Steve,
Should we commit Geoff's fix or is there a better way to fix it?

Ali


On Dec 29, 2007, at 1:39 PM, Steve Reinhardt wrote:

OK, great, glad you tracked that bug down.  Your fix is a pretty good
one, but I think the right answer is that CPU3 in your example should
not issue a ReadEx... if it knows that it's requesting the block for a
store conditional, and it sees that the block has been invalidated, it
should fail the store conditional without getting an exclusive copy.
In fact the current behavior is broken in that it can lead to
livelock; if there are a lot of CPUs doing what CPU3 is doing at the
same time, then they could prevent any cache from successfully
completeing an ll/sc sequence.  Could this be what you're seeing at 16
CPUs?

As far as the "allocating bonus target for snoop" messages, you
shouldn't worry about those; the best thing is probably just to up the
number of targets per MSHR and that should go away.  The issue is that
we use up an MSHR target when we save a request for a deferred snoop,
but since there's no way to nack a snoop, we really have no choice
once the MSHR's targets are full but to keep allocating them anyway.
So until/unless we come up with a way to nack snoops, which we
probably never will, then this really should be a warning that the
number of targets per MSHR is set too low.  There is an upper bound on
the  number of targets that would be needed, basically the sum of the
max number of outstanding accesses from above (which is a function of
the CPU model for an L1 or the number of caches above for an L2+),
plus the max number of outstanding snoops for a single block (which
would be a function of the number of other caches in the system).

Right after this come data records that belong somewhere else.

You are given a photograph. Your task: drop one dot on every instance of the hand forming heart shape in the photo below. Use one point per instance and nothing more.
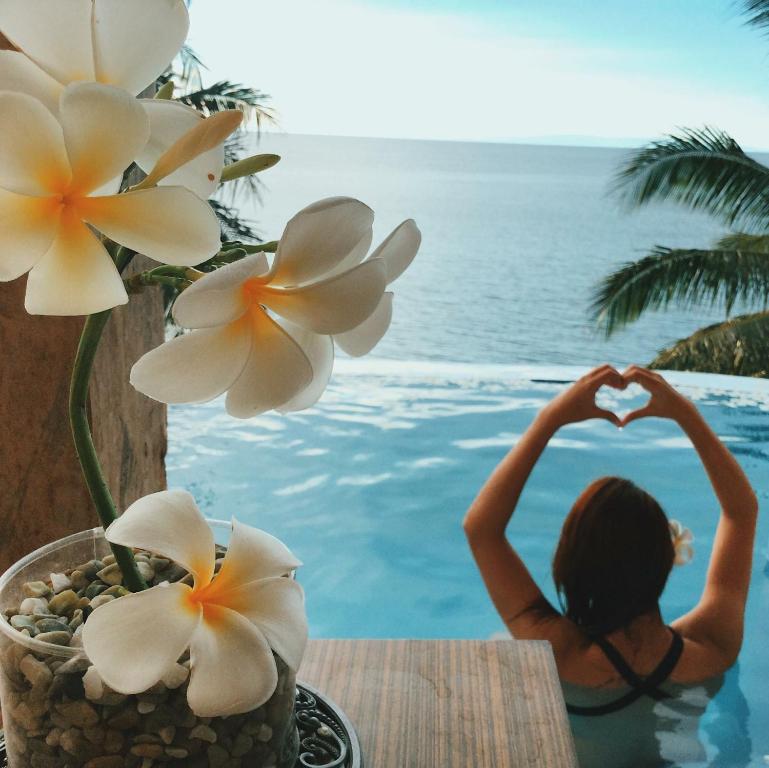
(581, 401)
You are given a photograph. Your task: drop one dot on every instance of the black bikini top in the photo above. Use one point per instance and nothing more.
(646, 686)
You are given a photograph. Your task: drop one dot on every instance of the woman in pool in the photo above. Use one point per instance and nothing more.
(622, 668)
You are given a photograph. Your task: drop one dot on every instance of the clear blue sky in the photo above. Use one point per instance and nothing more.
(604, 71)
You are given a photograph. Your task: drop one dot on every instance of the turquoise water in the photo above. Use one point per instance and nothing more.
(369, 489)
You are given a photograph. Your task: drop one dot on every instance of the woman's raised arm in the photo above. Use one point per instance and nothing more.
(717, 620)
(515, 594)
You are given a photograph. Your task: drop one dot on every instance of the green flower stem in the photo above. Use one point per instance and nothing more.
(81, 432)
(269, 247)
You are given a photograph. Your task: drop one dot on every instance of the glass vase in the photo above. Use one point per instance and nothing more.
(58, 714)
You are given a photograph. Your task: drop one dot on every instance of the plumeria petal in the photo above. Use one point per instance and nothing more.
(218, 297)
(276, 371)
(355, 256)
(169, 224)
(276, 607)
(319, 237)
(201, 138)
(232, 667)
(104, 130)
(320, 352)
(364, 337)
(135, 41)
(33, 158)
(170, 524)
(56, 35)
(75, 277)
(333, 305)
(195, 367)
(29, 226)
(252, 555)
(128, 657)
(20, 74)
(399, 249)
(169, 121)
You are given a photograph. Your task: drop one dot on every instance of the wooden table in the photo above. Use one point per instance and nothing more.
(447, 703)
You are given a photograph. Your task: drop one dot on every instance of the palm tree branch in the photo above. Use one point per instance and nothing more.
(704, 169)
(738, 347)
(687, 277)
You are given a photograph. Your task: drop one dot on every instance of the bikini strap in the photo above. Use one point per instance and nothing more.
(648, 686)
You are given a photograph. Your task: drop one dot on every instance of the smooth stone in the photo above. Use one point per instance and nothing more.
(217, 756)
(176, 676)
(242, 745)
(55, 638)
(94, 590)
(21, 621)
(36, 589)
(63, 603)
(101, 600)
(60, 582)
(147, 750)
(36, 672)
(51, 625)
(93, 685)
(111, 575)
(105, 761)
(32, 605)
(204, 733)
(117, 591)
(74, 666)
(78, 713)
(78, 579)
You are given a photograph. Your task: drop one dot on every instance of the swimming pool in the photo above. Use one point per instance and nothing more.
(369, 489)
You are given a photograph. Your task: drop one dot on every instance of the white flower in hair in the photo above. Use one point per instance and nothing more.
(682, 543)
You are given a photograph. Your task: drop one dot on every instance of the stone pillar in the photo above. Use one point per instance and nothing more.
(42, 494)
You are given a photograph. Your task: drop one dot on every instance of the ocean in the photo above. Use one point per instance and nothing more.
(515, 237)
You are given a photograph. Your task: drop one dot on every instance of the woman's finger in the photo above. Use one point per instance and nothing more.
(602, 413)
(640, 413)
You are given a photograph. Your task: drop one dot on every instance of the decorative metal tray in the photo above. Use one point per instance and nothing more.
(327, 737)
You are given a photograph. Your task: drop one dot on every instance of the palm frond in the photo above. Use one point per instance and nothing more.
(704, 169)
(740, 241)
(686, 277)
(757, 12)
(234, 227)
(739, 347)
(228, 95)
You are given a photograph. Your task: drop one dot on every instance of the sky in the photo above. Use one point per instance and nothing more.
(606, 72)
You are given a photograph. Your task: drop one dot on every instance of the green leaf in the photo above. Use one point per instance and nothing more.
(249, 166)
(738, 347)
(704, 169)
(757, 12)
(686, 277)
(739, 241)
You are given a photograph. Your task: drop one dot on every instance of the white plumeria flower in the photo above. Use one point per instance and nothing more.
(683, 540)
(52, 176)
(238, 348)
(124, 43)
(230, 622)
(397, 251)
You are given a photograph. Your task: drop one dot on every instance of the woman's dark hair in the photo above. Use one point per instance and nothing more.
(614, 556)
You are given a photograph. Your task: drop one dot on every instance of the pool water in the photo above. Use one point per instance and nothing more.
(369, 489)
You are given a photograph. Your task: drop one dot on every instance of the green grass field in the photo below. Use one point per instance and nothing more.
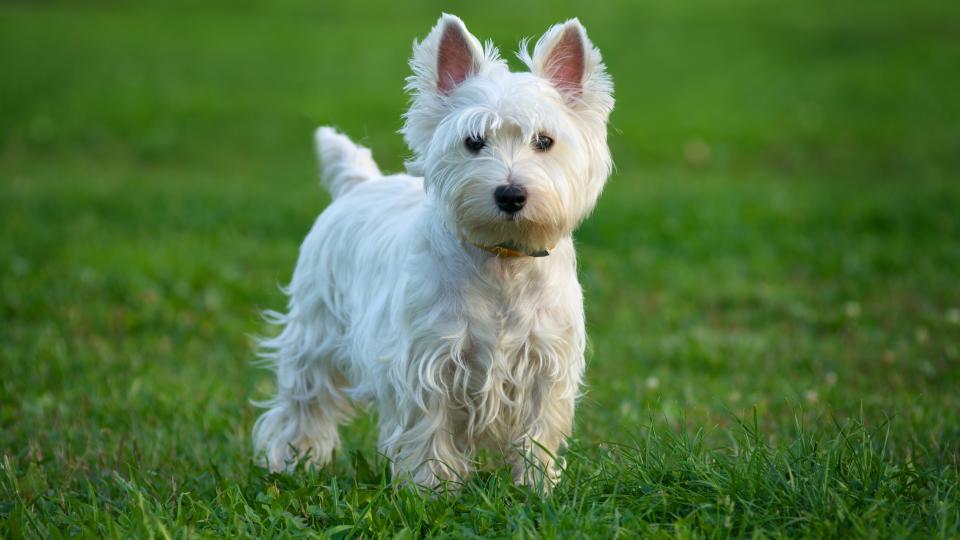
(772, 276)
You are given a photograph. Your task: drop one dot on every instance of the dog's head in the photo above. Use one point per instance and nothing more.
(513, 159)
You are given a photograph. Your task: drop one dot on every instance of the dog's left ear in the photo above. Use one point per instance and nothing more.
(567, 58)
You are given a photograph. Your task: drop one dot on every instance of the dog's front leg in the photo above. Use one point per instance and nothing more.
(536, 462)
(424, 447)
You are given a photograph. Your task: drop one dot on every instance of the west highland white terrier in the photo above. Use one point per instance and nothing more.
(448, 296)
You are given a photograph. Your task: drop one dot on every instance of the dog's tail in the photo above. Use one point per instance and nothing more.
(343, 164)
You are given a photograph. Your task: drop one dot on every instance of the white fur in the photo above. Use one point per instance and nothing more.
(392, 303)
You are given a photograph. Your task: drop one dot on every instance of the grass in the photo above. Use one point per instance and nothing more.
(771, 275)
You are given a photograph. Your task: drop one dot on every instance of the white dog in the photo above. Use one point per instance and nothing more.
(449, 296)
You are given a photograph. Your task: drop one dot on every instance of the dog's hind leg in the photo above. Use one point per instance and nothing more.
(301, 421)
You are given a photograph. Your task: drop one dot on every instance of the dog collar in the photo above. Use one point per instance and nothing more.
(511, 251)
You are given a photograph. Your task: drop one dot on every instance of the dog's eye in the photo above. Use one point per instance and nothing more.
(474, 143)
(541, 143)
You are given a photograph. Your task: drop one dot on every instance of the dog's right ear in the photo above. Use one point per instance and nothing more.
(447, 57)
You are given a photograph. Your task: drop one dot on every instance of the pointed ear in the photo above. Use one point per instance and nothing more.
(567, 58)
(447, 57)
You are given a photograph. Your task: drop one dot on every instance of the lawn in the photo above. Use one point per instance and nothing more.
(772, 276)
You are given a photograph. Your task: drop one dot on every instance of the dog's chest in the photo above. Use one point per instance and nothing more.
(519, 343)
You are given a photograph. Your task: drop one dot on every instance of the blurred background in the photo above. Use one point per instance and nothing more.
(781, 234)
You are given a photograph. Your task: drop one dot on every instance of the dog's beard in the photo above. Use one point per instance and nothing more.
(517, 232)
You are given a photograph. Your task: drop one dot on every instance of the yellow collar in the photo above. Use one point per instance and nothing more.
(511, 252)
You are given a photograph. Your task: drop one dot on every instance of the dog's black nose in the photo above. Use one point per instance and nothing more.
(510, 198)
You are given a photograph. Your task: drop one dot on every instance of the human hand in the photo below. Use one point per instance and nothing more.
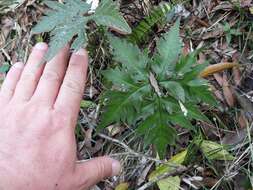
(39, 108)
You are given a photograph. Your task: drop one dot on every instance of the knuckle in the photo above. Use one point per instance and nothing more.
(73, 85)
(101, 170)
(28, 76)
(51, 76)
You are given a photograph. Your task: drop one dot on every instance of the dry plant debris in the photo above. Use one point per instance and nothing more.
(222, 32)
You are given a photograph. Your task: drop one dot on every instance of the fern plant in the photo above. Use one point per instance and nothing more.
(157, 15)
(69, 19)
(155, 94)
(6, 4)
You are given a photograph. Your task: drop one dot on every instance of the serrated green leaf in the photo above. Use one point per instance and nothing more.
(119, 78)
(195, 113)
(121, 105)
(174, 89)
(80, 41)
(157, 125)
(131, 57)
(181, 120)
(61, 35)
(157, 15)
(60, 14)
(67, 20)
(169, 48)
(215, 151)
(204, 94)
(107, 14)
(170, 183)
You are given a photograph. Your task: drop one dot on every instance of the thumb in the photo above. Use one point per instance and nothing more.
(93, 171)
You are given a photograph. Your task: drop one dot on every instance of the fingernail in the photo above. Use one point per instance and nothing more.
(116, 167)
(81, 52)
(41, 46)
(19, 65)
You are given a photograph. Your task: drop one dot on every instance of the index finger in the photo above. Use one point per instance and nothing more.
(71, 90)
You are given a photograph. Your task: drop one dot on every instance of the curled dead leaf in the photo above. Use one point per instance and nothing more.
(237, 76)
(227, 92)
(218, 68)
(122, 186)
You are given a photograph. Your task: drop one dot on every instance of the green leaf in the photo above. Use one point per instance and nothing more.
(60, 36)
(157, 125)
(169, 48)
(80, 41)
(119, 78)
(195, 113)
(60, 14)
(121, 106)
(107, 14)
(204, 94)
(181, 120)
(157, 15)
(64, 21)
(174, 89)
(69, 19)
(130, 56)
(170, 183)
(215, 151)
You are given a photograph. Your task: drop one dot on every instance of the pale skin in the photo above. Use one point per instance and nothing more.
(39, 105)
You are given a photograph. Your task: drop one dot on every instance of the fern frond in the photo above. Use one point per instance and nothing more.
(155, 94)
(67, 20)
(157, 15)
(5, 5)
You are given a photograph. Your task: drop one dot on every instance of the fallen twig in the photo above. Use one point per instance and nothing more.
(178, 171)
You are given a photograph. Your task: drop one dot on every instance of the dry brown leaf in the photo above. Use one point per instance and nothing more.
(227, 92)
(235, 137)
(218, 94)
(122, 186)
(237, 76)
(218, 78)
(242, 121)
(218, 68)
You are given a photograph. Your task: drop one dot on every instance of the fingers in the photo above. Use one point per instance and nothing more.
(31, 73)
(71, 91)
(52, 77)
(10, 82)
(93, 171)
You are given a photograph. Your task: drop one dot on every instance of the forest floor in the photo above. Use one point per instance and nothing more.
(224, 30)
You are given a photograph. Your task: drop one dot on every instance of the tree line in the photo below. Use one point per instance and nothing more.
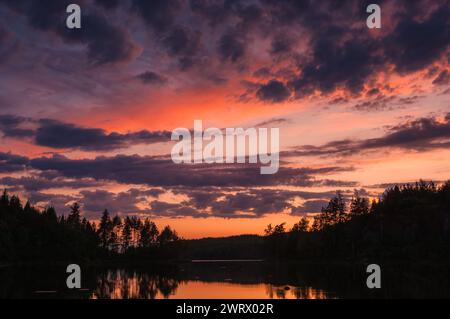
(30, 234)
(406, 222)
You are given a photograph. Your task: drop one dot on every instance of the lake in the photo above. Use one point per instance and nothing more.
(223, 279)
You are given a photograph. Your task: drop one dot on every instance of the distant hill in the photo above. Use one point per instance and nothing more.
(234, 247)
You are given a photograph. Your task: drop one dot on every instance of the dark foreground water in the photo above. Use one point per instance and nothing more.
(227, 279)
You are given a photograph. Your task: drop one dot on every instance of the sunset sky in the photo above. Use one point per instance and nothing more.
(86, 114)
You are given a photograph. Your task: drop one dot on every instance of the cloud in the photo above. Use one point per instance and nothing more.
(422, 134)
(106, 43)
(443, 78)
(157, 171)
(386, 102)
(414, 45)
(150, 77)
(60, 135)
(231, 46)
(11, 163)
(159, 14)
(274, 92)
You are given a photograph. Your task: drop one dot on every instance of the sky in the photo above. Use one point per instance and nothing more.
(86, 114)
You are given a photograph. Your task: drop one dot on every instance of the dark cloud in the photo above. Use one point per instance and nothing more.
(272, 122)
(419, 135)
(231, 46)
(156, 171)
(150, 77)
(38, 183)
(310, 206)
(108, 4)
(159, 14)
(183, 43)
(443, 78)
(106, 42)
(59, 135)
(274, 92)
(414, 45)
(11, 163)
(281, 44)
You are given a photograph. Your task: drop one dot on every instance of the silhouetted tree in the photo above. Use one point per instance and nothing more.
(105, 229)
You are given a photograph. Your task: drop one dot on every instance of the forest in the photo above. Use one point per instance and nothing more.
(409, 222)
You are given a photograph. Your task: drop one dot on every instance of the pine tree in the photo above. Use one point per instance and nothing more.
(105, 228)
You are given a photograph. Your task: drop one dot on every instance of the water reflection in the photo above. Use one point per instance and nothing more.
(122, 284)
(224, 280)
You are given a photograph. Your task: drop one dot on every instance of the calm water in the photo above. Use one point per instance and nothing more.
(225, 279)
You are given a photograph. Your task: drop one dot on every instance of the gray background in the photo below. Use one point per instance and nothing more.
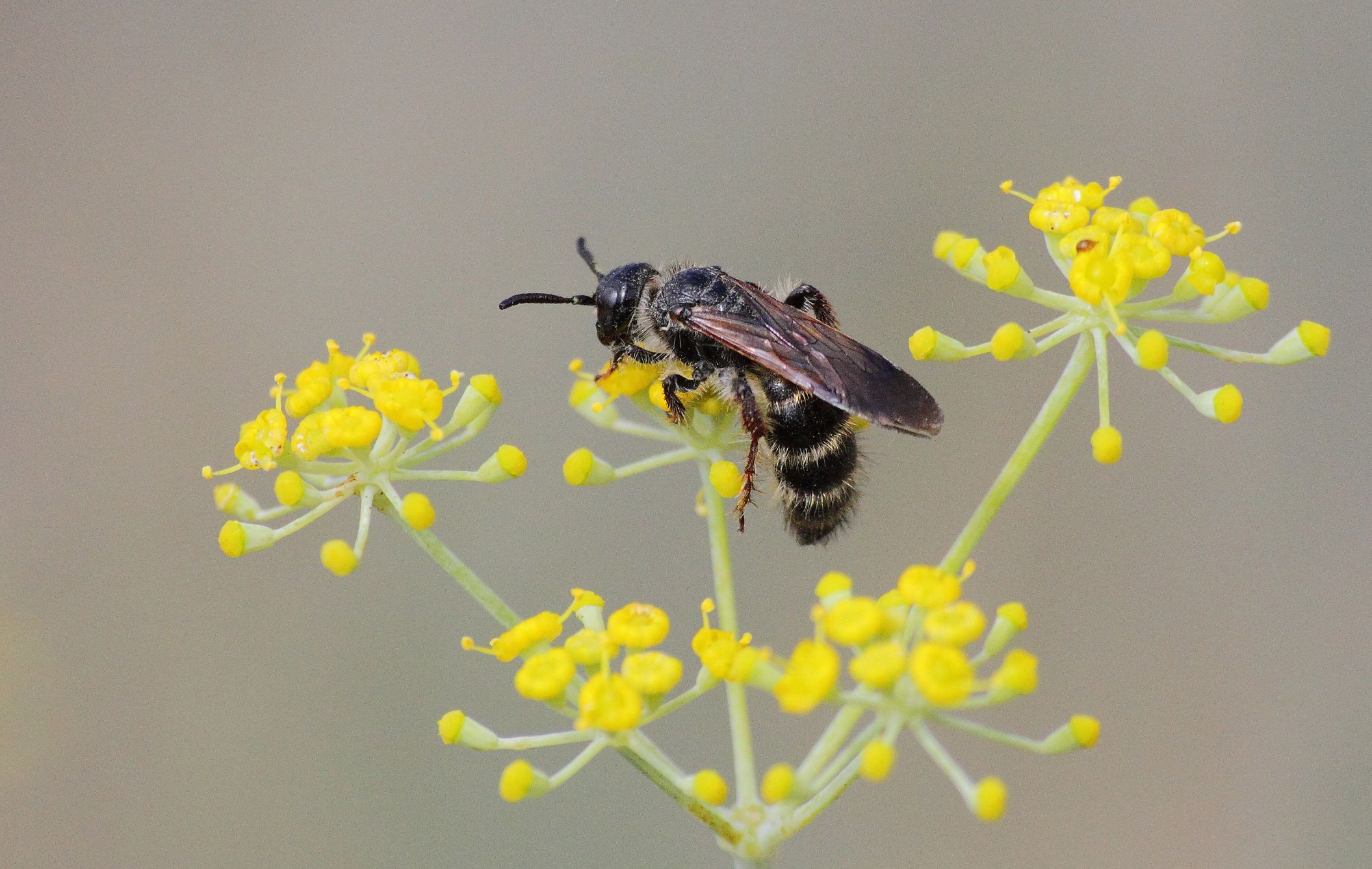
(196, 195)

Let me know if there's anything else I can help with.

Steve

On Dec 29, 2007 6:41 AM, Geoffrey Blake <[EMAIL PROTECTED]> wrote:
Steve,

What you described below is exactly what was happening when I was going through the bus and cache traces. With more than 2 CPUs, you would get into a condition where CPU1 would release its spin-lock, then CPU2 and CPU3 would both read the line and try to do a store-conditional. At this point there are 2 UpgradeReq's trying to get the bus. Say CPU2 gets the bus first, so it invalidates CPU1 and CPU3's cache lines. CPU3 gets the bus next and issues a ReadExReq because its line was invalidated, this then invalidates CPU2's pending cache fill. CPU3 will fail the store-conditional and mark the line as exclusive only. If another CPU tries to read the same line to get the spin lock, it will get a stale value from a lower level of cache, ignoring the up to date value. This makes the kernel do some bizarre things as you would imagine. For 16+ CPUs there is something else wrong, but that
one gets many of the "warn: bonus snoop allocated" messages, so I'm
wondering what could be happening there.

Geoff


-----Original Message-----
From: [EMAIL PROTECTED] [mailto:m5-users- [EMAIL PROTECTED] On
Behalf Of Steve Reinhardt
Sent: Saturday, December 29, 2007 12:26 AM
To: M5 users mailing list
Subject: Re: [m5-users] full-system issue in m5 beta 4

Geoff,

Do you have any more information on what the problem was that this
patch fixes?  On the face of it, the patch doesn't make sense... the
original code only marks the block dirty if the block was written to,
while with your patch it will get marked as dirty even in the case of
a failed store conditional that doesn't actually modify the block. So
locally it seems wrong.

However I can imagine that there might be some global situation where
a block is dirty (owned) in cache A, and then cache B requests an
exclusive copy for a store conditional, but in the meantime something
else happens that causes the store conditional to fail. So then cache B gets A's dirty copy, but fails to mark it as dirty, so then later it
doesn't get written back, and A's modification is lost.  Does this
sound like what's happening?  If so, then this may well be the right
fix, but I'd have to think about it a little more... the key issue is
that right now when a cache receives an exclusive copy of a block it
doesn't really pay attention to whether it's getting it from memory
(in which case it's OK not to mark it dirty) or from another cache (in
which case it must be marked dirty).

Though at this point I can't think of a reason it would be incorrect
to always mark the block dirty even if the store conditional fails...
you might suffer an extra writeback in some very rare circumstances,
but it should still be functionally correct. So perhaps your patch is
the right solution.

Steve

On Dec 28, 2007 9:16 PM, Nathan Binkert <[EMAIL PROTECTED]> wrote:
What are the implications of this diff? I'm not clear on the funcitons in question, but if this was wrong for 4 and 8 cpus, it seems like it's just
fundamentally wrong.  Steve?

  Nate


To those looking for a fix to booting M5 in FS mode with more than 2 CPUs, I've attached a diff that fixes some of the problems. I have M5 booting with 4 and 8 CPUs using timing simple CPU and caches and the
l2cache.  16 CPUs and above, its still getting stuck.

Geoff

Quoting Ali Saidi <[EMAIL PROTECTED]>:

Normally I add a -s to that command line because I want to create
checkpoints with the atomic cpu, I restore from the checkpoints
immediately into the timing cpu where the caches are warmed up and
then I switch to a detailed cpu model. The -w flag has no meaning
unless the -s (standard switch) flag is used.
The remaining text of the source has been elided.